Effects of PKMζ inhibition on capsaicin-induced sensitization of spinal WDR neurons. (a,b) Spike rate (spikes/sec) of evoked responses of 2 WDR neurons to von Frey filaments pre- and post-capsaicin. ZIP (90 min post-capsaicin) reduced the capsaicin-induced sensitization of mechanically-evoked responses of the neuron in (a). The neuron in (b) was not sensitized by capsaicin, and ZIP did not reduce evoked responses to the mechanical stimuli. (c-e) Mechanically-evoked WDR neuron responses to 1 (c), 5 (d) or 20 (e) g stimuli pre- and post-capsaicin (% of baseline action potentials evoked/20 s).

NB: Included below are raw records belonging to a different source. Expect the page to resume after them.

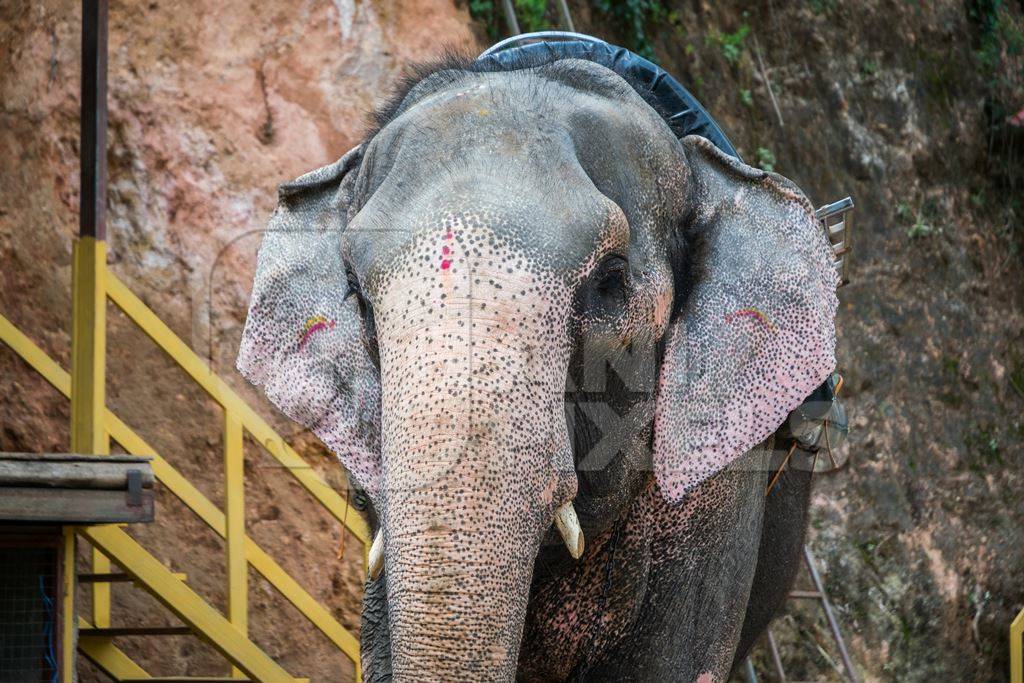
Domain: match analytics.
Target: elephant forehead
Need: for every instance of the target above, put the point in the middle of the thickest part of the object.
(460, 273)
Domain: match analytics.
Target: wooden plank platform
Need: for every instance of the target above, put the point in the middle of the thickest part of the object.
(71, 488)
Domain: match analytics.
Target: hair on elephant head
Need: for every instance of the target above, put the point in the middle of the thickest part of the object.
(523, 291)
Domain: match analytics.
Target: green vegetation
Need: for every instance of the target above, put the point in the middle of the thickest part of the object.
(532, 15)
(919, 221)
(731, 44)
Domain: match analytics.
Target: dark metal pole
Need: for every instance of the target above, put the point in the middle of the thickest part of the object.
(833, 624)
(92, 212)
(510, 18)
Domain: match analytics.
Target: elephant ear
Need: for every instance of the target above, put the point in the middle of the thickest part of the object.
(302, 340)
(757, 333)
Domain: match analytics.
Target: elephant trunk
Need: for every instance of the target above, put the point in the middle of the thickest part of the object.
(476, 460)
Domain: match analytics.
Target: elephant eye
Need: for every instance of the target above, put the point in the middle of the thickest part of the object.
(354, 290)
(608, 286)
(367, 313)
(610, 278)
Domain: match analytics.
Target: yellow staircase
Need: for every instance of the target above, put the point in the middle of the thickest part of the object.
(93, 426)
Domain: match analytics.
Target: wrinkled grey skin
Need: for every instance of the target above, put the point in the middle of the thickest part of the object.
(510, 238)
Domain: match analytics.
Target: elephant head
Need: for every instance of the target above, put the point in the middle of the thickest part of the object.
(442, 304)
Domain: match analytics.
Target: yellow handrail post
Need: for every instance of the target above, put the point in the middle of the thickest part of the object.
(235, 517)
(1017, 649)
(88, 403)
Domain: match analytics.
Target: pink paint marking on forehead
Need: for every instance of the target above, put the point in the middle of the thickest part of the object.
(446, 253)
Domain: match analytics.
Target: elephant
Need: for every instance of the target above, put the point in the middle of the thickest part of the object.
(552, 343)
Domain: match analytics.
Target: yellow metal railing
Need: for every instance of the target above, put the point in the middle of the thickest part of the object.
(93, 425)
(1017, 649)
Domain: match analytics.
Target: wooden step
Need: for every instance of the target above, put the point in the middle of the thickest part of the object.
(114, 632)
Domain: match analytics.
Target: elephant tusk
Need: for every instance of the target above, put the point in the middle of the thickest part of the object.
(568, 526)
(375, 559)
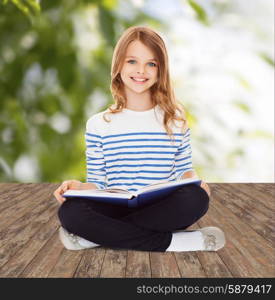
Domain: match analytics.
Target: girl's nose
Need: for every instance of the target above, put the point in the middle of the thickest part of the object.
(141, 69)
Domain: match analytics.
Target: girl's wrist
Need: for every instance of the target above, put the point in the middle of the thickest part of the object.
(88, 186)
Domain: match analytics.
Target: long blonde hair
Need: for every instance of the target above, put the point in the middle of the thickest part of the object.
(161, 92)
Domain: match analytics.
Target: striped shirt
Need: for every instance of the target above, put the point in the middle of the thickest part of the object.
(134, 150)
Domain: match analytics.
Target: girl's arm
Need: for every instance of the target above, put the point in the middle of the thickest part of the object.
(189, 174)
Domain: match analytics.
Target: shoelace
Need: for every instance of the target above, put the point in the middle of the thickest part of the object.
(210, 242)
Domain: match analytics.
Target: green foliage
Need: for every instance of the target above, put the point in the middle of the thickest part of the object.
(201, 14)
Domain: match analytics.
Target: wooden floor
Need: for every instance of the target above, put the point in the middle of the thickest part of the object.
(29, 244)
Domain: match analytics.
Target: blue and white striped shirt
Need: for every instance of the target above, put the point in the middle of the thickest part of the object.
(134, 150)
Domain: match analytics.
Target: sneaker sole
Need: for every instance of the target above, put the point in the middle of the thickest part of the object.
(217, 232)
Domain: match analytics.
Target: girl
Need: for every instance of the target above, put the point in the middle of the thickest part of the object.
(141, 139)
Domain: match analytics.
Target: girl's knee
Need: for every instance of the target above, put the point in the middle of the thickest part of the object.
(68, 212)
(197, 199)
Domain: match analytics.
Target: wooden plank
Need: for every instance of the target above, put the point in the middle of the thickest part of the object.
(19, 233)
(17, 264)
(250, 244)
(262, 201)
(11, 186)
(16, 194)
(266, 188)
(189, 264)
(114, 264)
(259, 222)
(22, 207)
(138, 264)
(46, 259)
(66, 264)
(91, 263)
(236, 263)
(164, 264)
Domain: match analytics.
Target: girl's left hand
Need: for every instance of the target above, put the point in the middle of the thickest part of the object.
(205, 187)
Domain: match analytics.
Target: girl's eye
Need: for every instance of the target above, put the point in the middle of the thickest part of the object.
(153, 64)
(131, 61)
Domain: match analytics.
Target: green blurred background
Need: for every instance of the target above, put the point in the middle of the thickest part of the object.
(55, 60)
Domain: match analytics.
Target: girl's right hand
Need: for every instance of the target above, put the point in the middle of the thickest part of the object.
(66, 185)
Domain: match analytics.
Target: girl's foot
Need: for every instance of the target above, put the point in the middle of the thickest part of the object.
(74, 242)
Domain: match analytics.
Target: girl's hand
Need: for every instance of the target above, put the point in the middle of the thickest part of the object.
(205, 187)
(66, 185)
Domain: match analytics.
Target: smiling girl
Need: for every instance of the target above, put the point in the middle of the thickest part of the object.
(142, 139)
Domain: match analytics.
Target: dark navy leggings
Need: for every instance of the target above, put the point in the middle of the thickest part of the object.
(146, 229)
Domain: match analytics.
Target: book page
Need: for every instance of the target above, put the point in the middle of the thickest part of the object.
(165, 184)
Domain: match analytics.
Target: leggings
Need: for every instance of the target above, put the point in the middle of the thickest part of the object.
(147, 228)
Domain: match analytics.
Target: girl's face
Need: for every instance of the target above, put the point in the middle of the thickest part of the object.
(139, 70)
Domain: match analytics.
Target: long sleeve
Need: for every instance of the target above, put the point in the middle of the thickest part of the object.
(183, 157)
(95, 164)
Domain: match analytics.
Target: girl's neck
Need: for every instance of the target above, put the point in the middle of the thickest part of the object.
(138, 102)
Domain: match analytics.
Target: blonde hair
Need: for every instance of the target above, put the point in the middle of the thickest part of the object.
(161, 92)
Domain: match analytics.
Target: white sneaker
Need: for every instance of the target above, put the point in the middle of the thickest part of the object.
(74, 242)
(213, 237)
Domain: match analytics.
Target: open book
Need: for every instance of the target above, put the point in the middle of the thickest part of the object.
(145, 195)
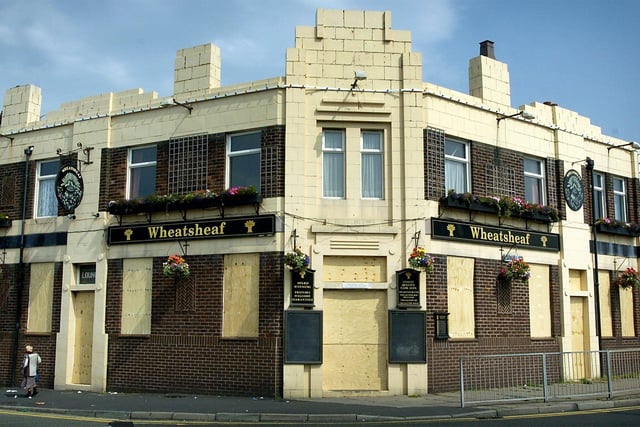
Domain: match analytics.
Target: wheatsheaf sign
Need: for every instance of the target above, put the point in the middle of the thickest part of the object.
(263, 225)
(480, 233)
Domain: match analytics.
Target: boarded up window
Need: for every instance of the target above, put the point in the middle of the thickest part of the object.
(241, 278)
(460, 297)
(539, 301)
(364, 269)
(40, 297)
(626, 311)
(606, 325)
(136, 296)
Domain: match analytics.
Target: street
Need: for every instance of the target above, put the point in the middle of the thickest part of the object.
(621, 417)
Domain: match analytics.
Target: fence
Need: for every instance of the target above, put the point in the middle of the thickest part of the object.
(547, 376)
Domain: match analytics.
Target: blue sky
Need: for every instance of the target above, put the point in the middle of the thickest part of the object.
(581, 54)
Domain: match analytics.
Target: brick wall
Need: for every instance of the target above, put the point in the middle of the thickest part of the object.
(185, 351)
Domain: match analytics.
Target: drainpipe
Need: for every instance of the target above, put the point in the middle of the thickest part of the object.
(20, 284)
(596, 278)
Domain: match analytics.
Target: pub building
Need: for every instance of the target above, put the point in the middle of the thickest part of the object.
(144, 237)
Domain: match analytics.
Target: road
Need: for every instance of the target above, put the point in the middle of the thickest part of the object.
(620, 417)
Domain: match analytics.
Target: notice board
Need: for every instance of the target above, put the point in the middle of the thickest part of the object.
(407, 336)
(303, 337)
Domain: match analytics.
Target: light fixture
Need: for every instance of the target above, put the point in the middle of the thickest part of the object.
(525, 115)
(359, 75)
(635, 146)
(167, 102)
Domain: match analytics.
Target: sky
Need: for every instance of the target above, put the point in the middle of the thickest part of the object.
(583, 55)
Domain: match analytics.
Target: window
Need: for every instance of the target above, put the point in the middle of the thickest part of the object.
(533, 181)
(619, 200)
(372, 165)
(333, 163)
(47, 203)
(599, 207)
(244, 160)
(142, 171)
(456, 166)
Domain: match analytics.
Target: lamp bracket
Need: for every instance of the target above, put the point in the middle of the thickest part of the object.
(79, 148)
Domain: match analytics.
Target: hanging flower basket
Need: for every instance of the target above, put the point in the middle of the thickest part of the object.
(297, 260)
(515, 269)
(176, 266)
(421, 260)
(628, 278)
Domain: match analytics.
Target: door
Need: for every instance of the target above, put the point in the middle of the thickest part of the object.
(354, 340)
(83, 337)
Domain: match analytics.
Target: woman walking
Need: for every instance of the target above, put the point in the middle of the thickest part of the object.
(30, 364)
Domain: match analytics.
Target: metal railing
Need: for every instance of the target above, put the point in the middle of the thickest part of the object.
(547, 376)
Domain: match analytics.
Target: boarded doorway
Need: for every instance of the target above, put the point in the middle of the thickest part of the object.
(354, 340)
(83, 338)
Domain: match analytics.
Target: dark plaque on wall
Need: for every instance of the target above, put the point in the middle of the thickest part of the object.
(303, 336)
(407, 336)
(408, 287)
(302, 288)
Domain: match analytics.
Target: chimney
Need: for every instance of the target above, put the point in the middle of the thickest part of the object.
(486, 49)
(489, 78)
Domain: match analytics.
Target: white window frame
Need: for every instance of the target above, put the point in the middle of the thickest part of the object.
(334, 153)
(372, 166)
(539, 177)
(454, 160)
(50, 181)
(599, 201)
(238, 153)
(138, 165)
(619, 200)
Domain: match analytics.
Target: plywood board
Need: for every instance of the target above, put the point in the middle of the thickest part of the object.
(354, 269)
(539, 301)
(83, 303)
(460, 297)
(136, 296)
(241, 296)
(355, 340)
(40, 297)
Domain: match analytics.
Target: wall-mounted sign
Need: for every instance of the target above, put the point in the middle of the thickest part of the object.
(263, 225)
(479, 233)
(87, 274)
(69, 187)
(302, 288)
(573, 190)
(408, 287)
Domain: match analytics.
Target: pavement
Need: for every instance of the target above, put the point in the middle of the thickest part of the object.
(125, 408)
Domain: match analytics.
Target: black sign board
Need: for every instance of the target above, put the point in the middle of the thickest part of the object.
(408, 287)
(479, 233)
(263, 225)
(407, 336)
(303, 337)
(302, 288)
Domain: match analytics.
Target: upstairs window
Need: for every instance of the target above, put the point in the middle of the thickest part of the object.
(243, 160)
(619, 200)
(533, 181)
(142, 171)
(372, 165)
(46, 201)
(599, 205)
(456, 166)
(333, 163)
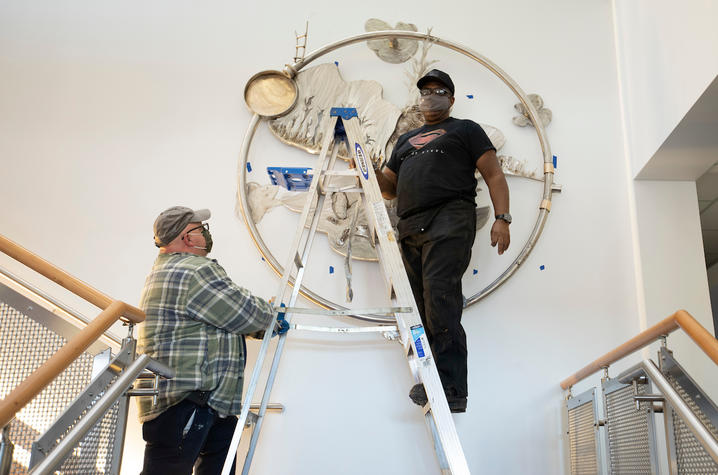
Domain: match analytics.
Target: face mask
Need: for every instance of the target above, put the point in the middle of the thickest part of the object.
(207, 239)
(434, 103)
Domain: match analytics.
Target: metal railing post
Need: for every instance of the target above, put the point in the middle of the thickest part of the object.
(6, 451)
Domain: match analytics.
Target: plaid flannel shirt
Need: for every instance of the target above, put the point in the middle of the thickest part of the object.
(196, 322)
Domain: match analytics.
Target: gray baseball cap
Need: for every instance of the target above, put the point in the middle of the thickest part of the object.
(170, 223)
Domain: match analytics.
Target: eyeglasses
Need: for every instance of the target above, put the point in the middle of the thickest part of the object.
(201, 226)
(438, 92)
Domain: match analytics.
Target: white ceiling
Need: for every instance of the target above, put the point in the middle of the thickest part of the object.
(691, 153)
(707, 187)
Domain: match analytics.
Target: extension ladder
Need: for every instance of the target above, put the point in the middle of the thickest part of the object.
(344, 126)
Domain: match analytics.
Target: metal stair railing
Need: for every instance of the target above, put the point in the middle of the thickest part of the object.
(630, 409)
(125, 366)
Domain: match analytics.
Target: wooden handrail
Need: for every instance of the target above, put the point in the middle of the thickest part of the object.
(680, 319)
(62, 278)
(57, 363)
(45, 374)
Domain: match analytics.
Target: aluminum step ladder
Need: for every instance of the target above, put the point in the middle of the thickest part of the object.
(344, 127)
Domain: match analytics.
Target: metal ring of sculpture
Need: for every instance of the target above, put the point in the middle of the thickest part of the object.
(545, 205)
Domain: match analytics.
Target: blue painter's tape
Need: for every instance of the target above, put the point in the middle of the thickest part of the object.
(417, 331)
(361, 160)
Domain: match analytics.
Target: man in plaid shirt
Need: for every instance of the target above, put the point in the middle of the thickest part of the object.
(196, 322)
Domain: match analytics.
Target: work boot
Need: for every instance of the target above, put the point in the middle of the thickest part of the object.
(418, 396)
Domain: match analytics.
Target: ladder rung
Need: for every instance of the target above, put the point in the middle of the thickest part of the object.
(345, 189)
(298, 261)
(350, 172)
(346, 311)
(380, 328)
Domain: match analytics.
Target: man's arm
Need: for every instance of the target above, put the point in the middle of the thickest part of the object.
(488, 166)
(387, 182)
(214, 299)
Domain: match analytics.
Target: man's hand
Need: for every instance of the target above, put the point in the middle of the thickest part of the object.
(500, 235)
(282, 325)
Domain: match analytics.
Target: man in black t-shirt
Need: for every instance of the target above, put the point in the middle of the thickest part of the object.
(432, 171)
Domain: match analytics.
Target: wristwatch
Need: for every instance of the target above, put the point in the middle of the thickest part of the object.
(504, 217)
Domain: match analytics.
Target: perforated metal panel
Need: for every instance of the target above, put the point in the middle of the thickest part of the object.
(629, 432)
(24, 345)
(582, 434)
(94, 452)
(690, 456)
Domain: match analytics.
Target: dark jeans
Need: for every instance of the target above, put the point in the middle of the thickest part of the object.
(173, 448)
(435, 261)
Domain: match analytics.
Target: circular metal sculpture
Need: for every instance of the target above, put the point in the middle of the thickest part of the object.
(270, 94)
(533, 116)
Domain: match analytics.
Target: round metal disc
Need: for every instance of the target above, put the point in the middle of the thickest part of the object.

ZIP, but not scr-ZIP (n = 6, 5, respectively), significantly reversed capsaicin-enhanced evoked responses to 5-20 g stimuli at 30-60 min post-drug (*P < 0.05). (f-h) Mechanically-evoked WDR neuron responses to 1 (f), 5 (g) or 20 (h) g stimuli pre- (baseline, BL) and post-vehicle (before (Veh) and after ZIP (30-60 min) applied 90 min post-vehicle) (n = 5). Neither i.pl. vehicle, nor i.t. ZIP, significantly affected evoked responses of WDR neurons. i) Background activity and evoked responses to heat pre- and post-capsaicin. Although capsaicin significantly increased the background activity of WDR neurons (** P < 0.01 from Pre-capsaicin), it failed to increase their heat-evoked responses (P > 0.05, n = 8). j) Background activity of WDR neurons pre- (baseline, BL) and post-capsaicin (before (Cap) and after ZIP (30-60 min) applied 90 min post-capsaicin, n = 6). Capsaicin significantly increased background activity (*P < 0.05), and ZIP failed to significantly reduce the capsaicin-induced increase in the background activity of WDR neurons (P > 0.05).